— А разве не так?
— Очень комфортно винить другого в своих бедах. В свое время мне тоже нравилось это делать. Но потом я все же поняла, что это одна из самых страшных ошибок человека. По большому счету она ставит на нем крест.
— Вот как ты размышляешь, — пробормотал Варшевицкий. — Ну, да, ты же всегда за него.
— Ошибаешься, — покачала головой Мазуревичуте, — я всегда за себя. Просто в отличие от тебя я не иду у себя на поводу. Давай прекратим этот спор. Уже скоро всем идти спать, а ты помнишь, что тебе еще надо протрезветь. Иначе придется ночевать под звездами. Впрочем, это весьма романтично, хотя и прохладно.

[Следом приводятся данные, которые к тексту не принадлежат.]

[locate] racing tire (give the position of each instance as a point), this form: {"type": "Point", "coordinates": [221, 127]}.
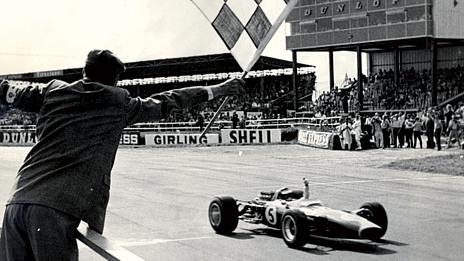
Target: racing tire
{"type": "Point", "coordinates": [294, 230]}
{"type": "Point", "coordinates": [223, 214]}
{"type": "Point", "coordinates": [375, 213]}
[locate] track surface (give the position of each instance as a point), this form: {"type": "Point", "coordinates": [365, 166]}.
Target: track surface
{"type": "Point", "coordinates": [159, 200]}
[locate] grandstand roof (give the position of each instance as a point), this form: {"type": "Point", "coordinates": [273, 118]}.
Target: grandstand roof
{"type": "Point", "coordinates": [215, 63]}
{"type": "Point", "coordinates": [386, 45]}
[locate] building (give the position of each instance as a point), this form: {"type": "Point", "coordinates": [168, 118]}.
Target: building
{"type": "Point", "coordinates": [396, 34]}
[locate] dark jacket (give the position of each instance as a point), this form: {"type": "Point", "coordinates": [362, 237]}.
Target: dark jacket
{"type": "Point", "coordinates": [78, 131]}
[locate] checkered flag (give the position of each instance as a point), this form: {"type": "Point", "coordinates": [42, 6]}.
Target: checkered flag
{"type": "Point", "coordinates": [245, 26]}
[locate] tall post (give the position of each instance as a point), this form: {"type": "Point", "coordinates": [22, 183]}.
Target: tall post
{"type": "Point", "coordinates": [360, 84]}
{"type": "Point", "coordinates": [397, 67]}
{"type": "Point", "coordinates": [434, 72]}
{"type": "Point", "coordinates": [295, 74]}
{"type": "Point", "coordinates": [331, 71]}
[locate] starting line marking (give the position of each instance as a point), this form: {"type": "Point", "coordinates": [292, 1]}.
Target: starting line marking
{"type": "Point", "coordinates": [160, 241]}
{"type": "Point", "coordinates": [335, 183]}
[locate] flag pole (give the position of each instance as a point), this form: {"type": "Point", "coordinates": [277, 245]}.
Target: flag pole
{"type": "Point", "coordinates": [290, 5]}
{"type": "Point", "coordinates": [216, 114]}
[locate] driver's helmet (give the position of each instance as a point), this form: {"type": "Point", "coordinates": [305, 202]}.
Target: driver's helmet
{"type": "Point", "coordinates": [266, 195]}
{"type": "Point", "coordinates": [289, 194]}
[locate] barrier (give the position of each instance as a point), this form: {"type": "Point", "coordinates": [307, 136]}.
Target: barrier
{"type": "Point", "coordinates": [324, 140]}
{"type": "Point", "coordinates": [185, 133]}
{"type": "Point", "coordinates": [155, 139]}
{"type": "Point", "coordinates": [250, 136]}
{"type": "Point", "coordinates": [18, 137]}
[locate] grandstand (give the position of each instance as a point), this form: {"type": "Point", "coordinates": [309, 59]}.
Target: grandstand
{"type": "Point", "coordinates": [269, 85]}
{"type": "Point", "coordinates": [414, 48]}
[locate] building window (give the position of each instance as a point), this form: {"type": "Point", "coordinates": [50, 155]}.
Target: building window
{"type": "Point", "coordinates": [415, 13]}
{"type": "Point", "coordinates": [377, 18]}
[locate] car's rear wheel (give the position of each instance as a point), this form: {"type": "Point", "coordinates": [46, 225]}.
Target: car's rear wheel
{"type": "Point", "coordinates": [223, 214]}
{"type": "Point", "coordinates": [375, 212]}
{"type": "Point", "coordinates": [294, 230]}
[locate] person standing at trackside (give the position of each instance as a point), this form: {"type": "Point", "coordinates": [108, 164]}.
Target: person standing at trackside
{"type": "Point", "coordinates": [402, 119]}
{"type": "Point", "coordinates": [453, 131]}
{"type": "Point", "coordinates": [345, 133]}
{"type": "Point", "coordinates": [408, 130]}
{"type": "Point", "coordinates": [377, 128]}
{"type": "Point", "coordinates": [65, 178]}
{"type": "Point", "coordinates": [357, 129]}
{"type": "Point", "coordinates": [235, 120]}
{"type": "Point", "coordinates": [417, 131]}
{"type": "Point", "coordinates": [386, 126]}
{"type": "Point", "coordinates": [438, 127]}
{"type": "Point", "coordinates": [200, 121]}
{"type": "Point", "coordinates": [429, 128]}
{"type": "Point", "coordinates": [396, 126]}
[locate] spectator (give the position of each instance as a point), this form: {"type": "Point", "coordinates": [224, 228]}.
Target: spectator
{"type": "Point", "coordinates": [417, 130]}
{"type": "Point", "coordinates": [235, 120]}
{"type": "Point", "coordinates": [345, 133]}
{"type": "Point", "coordinates": [453, 131]}
{"type": "Point", "coordinates": [438, 126]}
{"type": "Point", "coordinates": [408, 130]}
{"type": "Point", "coordinates": [377, 128]}
{"type": "Point", "coordinates": [429, 130]}
{"type": "Point", "coordinates": [396, 126]}
{"type": "Point", "coordinates": [402, 120]}
{"type": "Point", "coordinates": [385, 125]}
{"type": "Point", "coordinates": [200, 121]}
{"type": "Point", "coordinates": [357, 129]}
{"type": "Point", "coordinates": [449, 112]}
{"type": "Point", "coordinates": [242, 122]}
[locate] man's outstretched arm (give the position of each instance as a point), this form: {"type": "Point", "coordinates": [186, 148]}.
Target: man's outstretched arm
{"type": "Point", "coordinates": [160, 105]}
{"type": "Point", "coordinates": [29, 99]}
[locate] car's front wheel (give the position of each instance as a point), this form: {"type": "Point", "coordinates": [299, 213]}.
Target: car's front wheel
{"type": "Point", "coordinates": [294, 230]}
{"type": "Point", "coordinates": [223, 214]}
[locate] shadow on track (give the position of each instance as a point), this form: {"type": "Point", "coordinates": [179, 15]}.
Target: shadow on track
{"type": "Point", "coordinates": [323, 246]}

— Хочешь, чтобы я искупался? Но у меня нет даже плавок.
— Зачем они тебе в темноте. Окунись — и хмель быстро пройдет.
— Да, ты права. — Варшевицкий попытался встать, но с первого раза не получилось, он плюхнулся снова на стул. — Не поможешь? — жалобно посмотрел он на свою собеседницу.
Мазуревичуте встала и помогла ему приподняться со стула. Варшевицкий помахал ей рукой и не твердой походкой пошел к выходу с террасы.
Несколько секунд Мазуревичуте смотрела, как он удаляется, рискуя в любую минуту растянуться на земле. А если он утонет? вдруг подумала она. Надо его подстраховать, поработать спасателем. Только лучше ему об этом не знать.
Мазуревичуте решила подождать, пока Варшевицкий скроется из вида и только затем последовать за ним.
133
Каманин вышел из замка, остановился и стал жадно вдыхать в себя теплый вечерний воздух. Внутри здания он вдруг почувствовал, что задыхается и поспешил его покинуть. Возможно, опять подскочило давление. Обычно в таких случаях он тут же обращался к Марии, но сейчас ему не хотелось это делать. Справится сам, решил он.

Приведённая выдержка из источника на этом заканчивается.